The place of "Contemporary Catholic Music"
  • Adam WoodAdam Wood
    Posts: 6,451
    I know many people (including myself) get a lot out of the music of the SLJ, the Dameans, and their musical descendants (Haas and Haugen of course, Joncas, Bob Hurd, Donna Pena, Jaime Cortez...). For me, personally, this is MY music- just like someone else might identify show tunes or the Beatles as "their music." I own their CDs, I listen to it in the car, and I've been to their concerts. A few of them have even stayed at my house while touring.

    Whatever you think of this music (I'll get to that in a second), it's probably better for a kid to grow up listening to it rather than the secular, vulgar, and immoral music of popular culture.

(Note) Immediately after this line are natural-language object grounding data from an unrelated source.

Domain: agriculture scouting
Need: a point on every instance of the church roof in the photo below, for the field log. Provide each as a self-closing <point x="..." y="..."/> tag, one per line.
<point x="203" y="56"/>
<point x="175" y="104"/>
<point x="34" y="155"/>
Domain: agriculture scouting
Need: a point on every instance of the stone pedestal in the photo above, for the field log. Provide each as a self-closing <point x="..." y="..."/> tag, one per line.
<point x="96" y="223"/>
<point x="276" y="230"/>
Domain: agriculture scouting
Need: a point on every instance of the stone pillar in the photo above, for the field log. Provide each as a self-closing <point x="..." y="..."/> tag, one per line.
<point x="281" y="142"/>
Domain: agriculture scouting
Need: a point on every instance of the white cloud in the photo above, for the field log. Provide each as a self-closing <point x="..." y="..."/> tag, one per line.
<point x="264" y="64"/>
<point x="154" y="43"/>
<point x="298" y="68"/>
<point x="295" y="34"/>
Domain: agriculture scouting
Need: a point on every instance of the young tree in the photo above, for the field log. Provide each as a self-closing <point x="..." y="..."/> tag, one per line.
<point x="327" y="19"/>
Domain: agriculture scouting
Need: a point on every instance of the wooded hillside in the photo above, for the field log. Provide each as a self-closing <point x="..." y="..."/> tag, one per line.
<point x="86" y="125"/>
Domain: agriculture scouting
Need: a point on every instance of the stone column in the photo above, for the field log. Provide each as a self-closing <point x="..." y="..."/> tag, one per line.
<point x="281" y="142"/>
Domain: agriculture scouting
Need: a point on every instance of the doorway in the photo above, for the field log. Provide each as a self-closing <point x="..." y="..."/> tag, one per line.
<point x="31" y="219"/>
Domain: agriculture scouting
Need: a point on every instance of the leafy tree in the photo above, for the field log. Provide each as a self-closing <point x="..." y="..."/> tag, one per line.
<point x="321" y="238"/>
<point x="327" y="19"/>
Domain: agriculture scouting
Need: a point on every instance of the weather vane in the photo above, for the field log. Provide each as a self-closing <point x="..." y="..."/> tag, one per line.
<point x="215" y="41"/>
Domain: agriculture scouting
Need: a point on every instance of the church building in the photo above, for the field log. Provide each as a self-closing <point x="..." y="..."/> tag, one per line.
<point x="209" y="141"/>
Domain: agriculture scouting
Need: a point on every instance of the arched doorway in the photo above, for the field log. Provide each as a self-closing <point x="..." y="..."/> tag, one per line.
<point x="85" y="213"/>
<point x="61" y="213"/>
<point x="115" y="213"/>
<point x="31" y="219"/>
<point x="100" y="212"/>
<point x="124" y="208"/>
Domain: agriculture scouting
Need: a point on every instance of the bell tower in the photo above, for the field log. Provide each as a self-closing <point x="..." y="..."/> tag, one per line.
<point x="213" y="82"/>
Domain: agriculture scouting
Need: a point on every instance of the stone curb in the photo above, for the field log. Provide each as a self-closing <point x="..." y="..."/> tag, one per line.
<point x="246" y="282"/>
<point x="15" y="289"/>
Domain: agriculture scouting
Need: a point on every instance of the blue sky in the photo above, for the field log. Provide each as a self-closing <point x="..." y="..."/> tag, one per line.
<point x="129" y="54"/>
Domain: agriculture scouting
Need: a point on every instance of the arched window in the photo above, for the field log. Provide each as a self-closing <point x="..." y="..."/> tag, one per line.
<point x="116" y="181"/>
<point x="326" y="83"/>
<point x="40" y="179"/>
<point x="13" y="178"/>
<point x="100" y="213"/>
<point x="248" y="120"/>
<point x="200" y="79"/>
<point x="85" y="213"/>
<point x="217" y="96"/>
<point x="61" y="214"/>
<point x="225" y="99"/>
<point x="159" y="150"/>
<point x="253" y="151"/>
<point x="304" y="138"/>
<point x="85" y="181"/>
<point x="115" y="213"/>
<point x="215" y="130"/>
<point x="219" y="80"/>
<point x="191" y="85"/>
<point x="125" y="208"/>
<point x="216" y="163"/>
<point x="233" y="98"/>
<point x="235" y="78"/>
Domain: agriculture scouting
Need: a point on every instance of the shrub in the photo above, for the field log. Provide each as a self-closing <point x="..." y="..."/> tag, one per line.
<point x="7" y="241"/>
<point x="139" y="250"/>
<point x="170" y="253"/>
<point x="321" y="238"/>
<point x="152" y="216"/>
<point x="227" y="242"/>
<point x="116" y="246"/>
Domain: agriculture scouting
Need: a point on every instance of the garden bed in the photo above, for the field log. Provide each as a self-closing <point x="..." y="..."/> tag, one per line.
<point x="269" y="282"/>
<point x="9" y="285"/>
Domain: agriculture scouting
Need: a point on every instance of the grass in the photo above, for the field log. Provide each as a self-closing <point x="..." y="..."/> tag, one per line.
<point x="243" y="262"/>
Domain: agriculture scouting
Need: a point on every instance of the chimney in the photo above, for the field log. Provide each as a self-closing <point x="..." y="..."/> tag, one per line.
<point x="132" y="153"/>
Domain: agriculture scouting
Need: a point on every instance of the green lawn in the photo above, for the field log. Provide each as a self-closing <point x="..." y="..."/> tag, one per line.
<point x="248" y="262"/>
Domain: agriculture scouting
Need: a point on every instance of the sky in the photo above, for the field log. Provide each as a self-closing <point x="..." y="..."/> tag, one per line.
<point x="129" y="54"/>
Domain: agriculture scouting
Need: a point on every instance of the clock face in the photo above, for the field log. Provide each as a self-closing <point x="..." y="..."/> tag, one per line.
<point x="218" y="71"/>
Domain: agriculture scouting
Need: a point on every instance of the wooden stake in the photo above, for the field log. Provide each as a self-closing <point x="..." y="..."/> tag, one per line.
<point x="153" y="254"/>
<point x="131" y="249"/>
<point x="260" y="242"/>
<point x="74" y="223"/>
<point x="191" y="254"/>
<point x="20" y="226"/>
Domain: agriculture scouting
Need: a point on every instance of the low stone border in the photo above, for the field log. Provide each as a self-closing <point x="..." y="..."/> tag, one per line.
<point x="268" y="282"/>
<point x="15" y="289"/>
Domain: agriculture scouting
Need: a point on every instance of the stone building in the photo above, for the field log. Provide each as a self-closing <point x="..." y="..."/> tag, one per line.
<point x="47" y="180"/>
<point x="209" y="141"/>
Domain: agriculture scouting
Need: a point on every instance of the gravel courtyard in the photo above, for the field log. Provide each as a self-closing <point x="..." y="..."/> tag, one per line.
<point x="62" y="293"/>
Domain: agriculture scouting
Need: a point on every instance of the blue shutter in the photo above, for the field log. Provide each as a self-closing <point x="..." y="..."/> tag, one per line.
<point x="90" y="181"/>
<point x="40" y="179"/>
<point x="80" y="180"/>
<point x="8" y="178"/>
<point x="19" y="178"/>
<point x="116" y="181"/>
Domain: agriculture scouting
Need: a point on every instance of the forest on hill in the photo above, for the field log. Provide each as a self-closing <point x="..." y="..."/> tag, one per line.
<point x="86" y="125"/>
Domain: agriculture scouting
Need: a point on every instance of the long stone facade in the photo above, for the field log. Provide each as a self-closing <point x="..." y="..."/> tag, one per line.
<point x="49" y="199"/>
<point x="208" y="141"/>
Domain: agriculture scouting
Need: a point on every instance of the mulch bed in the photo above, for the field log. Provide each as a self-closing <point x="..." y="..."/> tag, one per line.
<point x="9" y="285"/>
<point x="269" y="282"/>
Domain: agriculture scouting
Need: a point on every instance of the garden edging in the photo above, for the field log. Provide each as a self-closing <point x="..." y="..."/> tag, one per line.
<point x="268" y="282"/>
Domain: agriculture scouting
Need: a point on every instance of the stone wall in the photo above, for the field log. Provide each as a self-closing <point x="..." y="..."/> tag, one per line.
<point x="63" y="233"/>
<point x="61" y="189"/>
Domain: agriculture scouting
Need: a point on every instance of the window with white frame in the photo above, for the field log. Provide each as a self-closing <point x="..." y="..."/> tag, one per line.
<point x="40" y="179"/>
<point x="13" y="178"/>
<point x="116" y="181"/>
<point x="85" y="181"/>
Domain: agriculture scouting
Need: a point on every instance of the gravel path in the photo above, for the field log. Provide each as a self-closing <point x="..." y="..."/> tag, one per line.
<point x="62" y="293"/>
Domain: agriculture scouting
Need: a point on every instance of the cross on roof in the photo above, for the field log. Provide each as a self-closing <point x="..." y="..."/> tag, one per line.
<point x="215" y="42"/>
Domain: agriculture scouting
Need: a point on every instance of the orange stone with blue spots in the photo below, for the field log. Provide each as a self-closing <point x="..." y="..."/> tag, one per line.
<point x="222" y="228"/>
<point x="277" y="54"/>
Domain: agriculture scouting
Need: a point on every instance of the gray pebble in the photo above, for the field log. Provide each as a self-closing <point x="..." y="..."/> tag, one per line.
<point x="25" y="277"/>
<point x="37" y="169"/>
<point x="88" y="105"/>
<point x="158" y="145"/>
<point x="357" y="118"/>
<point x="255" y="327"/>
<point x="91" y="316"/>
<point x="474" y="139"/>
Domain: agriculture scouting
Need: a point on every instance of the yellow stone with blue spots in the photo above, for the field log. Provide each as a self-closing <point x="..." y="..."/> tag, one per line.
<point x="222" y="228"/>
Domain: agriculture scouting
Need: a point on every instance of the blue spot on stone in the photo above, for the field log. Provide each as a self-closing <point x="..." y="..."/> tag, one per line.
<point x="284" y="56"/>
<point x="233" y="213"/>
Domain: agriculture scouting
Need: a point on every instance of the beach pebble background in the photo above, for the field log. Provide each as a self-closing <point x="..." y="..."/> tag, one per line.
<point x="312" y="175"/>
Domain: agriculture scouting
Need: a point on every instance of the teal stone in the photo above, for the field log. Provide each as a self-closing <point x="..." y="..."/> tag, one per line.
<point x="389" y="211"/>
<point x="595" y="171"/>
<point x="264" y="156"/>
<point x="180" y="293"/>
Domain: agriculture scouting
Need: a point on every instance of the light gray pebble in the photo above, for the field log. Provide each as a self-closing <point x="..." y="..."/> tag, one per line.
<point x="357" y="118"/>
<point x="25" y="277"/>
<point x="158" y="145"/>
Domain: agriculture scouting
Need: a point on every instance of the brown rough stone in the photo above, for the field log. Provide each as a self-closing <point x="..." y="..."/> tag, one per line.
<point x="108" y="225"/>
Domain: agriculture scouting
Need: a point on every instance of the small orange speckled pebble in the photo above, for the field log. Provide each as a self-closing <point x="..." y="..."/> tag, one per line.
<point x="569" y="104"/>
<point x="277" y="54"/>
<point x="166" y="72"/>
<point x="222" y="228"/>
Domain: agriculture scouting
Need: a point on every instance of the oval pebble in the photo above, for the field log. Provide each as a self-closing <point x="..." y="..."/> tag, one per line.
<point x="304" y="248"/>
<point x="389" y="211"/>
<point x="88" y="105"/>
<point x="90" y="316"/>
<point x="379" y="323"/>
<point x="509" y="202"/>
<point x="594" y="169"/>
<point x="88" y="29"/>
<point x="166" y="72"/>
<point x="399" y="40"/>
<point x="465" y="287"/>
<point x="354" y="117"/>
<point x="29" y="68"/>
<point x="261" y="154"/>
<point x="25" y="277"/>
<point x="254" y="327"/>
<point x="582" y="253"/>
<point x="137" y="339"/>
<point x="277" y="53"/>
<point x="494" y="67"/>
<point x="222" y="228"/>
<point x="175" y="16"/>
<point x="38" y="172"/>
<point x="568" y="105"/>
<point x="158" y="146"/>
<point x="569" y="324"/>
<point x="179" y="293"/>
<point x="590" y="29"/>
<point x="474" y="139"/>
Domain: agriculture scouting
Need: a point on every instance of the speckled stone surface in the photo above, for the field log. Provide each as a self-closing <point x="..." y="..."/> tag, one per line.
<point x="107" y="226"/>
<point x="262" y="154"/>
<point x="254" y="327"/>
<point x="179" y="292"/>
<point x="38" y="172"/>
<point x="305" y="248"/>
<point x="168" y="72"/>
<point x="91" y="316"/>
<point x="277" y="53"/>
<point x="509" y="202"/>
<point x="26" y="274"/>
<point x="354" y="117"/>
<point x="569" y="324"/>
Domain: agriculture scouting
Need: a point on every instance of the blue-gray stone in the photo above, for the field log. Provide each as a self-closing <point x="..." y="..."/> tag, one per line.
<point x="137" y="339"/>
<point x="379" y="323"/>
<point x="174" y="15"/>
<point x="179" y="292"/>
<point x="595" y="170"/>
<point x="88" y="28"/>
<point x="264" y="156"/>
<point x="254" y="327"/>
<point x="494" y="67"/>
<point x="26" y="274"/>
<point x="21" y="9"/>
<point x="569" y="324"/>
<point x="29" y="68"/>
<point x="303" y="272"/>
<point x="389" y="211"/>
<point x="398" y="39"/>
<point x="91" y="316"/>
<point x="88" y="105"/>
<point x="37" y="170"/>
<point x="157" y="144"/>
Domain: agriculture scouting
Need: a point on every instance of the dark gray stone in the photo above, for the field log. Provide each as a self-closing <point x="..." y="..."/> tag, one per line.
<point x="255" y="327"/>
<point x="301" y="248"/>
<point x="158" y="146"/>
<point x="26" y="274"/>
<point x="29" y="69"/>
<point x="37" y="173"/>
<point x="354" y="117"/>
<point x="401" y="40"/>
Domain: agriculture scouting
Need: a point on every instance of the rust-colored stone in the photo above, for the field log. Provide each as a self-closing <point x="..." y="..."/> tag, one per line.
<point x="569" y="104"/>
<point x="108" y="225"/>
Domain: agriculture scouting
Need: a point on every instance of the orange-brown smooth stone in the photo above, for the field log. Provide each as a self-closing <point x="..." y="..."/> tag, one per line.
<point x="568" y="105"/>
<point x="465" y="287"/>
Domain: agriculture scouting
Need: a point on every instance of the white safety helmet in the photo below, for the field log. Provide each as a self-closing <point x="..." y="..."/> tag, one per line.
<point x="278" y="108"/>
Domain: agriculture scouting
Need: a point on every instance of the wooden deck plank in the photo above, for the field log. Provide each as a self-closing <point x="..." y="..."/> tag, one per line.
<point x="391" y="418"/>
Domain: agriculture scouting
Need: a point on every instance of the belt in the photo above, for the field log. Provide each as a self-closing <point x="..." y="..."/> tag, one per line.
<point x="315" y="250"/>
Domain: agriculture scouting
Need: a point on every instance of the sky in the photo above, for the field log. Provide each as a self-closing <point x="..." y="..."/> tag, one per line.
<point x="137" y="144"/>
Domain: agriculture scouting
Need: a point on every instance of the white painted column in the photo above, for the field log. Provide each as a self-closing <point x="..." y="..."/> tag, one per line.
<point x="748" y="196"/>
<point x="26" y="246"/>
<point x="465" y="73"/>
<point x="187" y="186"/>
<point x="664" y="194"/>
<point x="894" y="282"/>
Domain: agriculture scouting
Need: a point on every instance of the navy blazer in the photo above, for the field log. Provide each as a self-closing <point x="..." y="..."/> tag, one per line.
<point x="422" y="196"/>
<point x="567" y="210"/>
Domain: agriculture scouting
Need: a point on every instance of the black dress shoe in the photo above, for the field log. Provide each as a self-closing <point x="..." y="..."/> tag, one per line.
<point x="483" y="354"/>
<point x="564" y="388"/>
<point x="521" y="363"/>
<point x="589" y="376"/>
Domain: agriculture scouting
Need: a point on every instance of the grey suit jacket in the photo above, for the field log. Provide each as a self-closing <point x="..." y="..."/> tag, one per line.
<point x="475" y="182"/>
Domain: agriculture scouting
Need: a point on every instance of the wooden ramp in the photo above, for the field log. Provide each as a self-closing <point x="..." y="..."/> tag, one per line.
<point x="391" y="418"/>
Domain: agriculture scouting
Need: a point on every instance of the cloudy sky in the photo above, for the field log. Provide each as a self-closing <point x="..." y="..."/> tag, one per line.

    Most of the songs I like from this genre aren't even sung at Mass anywhere I know of: they aren't in anyone's hymnals. You could buy the octavos from GIA and OCP, but most MDs don't. The instrumental accomp. on their studio recordings and concert albums is beyond the talents of most parishes (who has a slide guitar?), and most of those parts aren't even written down, anyway.

    And here's where I'm going.....
    The fact that I like this music, and get a lot out of it, doesn't mean (of course) that it is suitable for Mass. It may or may not be (we can argue about that), but the fact that I like it or don't like should not be a point in the argument.
    (I also really like Jimmy Buffet. And I really don't like organ music. See how that works?)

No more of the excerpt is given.